Engine: Yanmar 3JH4E
Alternator: Ample Power 4300 Large Case P-Type KKK rated (example)
Thanks in advance for your help.
You'll probably need to go to a shop that specializes in engine work to get this done. I don't believe any stock marine service yard will have the skill or technical chops to do this sort of work.
The stub shaft, essentially extends the crank shaft past the interior of the engine block, IIRC, and then it goes into the pillow block bearing, and adds a lot of lateral support , allowing the crankshaft to handle the side load of the alternator.
In layman's terms, the way the crankshaft is right now, it is supported only on one side, and the load from the alternator is heavy enough to torque it out of alignment slightly, causing serious engine problems.

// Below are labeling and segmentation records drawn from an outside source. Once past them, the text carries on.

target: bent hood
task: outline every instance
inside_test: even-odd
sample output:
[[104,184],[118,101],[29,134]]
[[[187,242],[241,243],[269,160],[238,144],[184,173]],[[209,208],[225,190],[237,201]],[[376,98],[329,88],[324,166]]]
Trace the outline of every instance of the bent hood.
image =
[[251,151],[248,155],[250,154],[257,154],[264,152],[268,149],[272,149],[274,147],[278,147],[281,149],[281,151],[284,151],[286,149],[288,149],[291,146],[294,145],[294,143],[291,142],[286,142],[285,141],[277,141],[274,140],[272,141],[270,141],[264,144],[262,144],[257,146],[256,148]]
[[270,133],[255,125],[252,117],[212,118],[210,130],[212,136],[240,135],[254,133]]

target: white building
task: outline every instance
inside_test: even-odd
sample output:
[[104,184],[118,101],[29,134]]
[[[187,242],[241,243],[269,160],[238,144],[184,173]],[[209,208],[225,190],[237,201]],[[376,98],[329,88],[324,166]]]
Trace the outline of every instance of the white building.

The stub shaft allows the load from the alternator to be supported on both ends... preventing the torque from causing serious engine problems.
I've taken a look at the parts catalog for the yanmar here...
and it says there are 4 main bearings in a set... you've got to have one set at the front and the rear of the engine, thats 2, then, maybe one set each between cyls 1 and 2, then another between 2, and 3? if thats the case, your crank should be able to handle the load.
It looks as though you have a non-dedicated belt running the alternator from this picture....
If thats the case, I'm not sure a really hi-output alternator is the way to go on a single belt. The crank pulley looks to be about 180 deg. contact area, spreading the load out, but the contact area on the alt. pulley is pretty small.
heres the tech drawings
the optional 80 amp alt. mounts on the opposite side of the motor, that may help a bit, or, another solution may be to add a pulley to your crank, and use that alternative site to add a second alternator, If you've got the space.
The Balmar site has some thoughts on pulleys, belts and alt. sizes here...
Another question to ask about this stub/pillow block installation. If your motor will be installed with isolation mounts, I would think that the normal vibration of the motor would cause wear and stress coming from the hard mounting of a remote pillow block as well, unless you iso mount that too. In addition, unless the stubshaft and mounting are in perfect rotational balance, thats going to add vibration as well.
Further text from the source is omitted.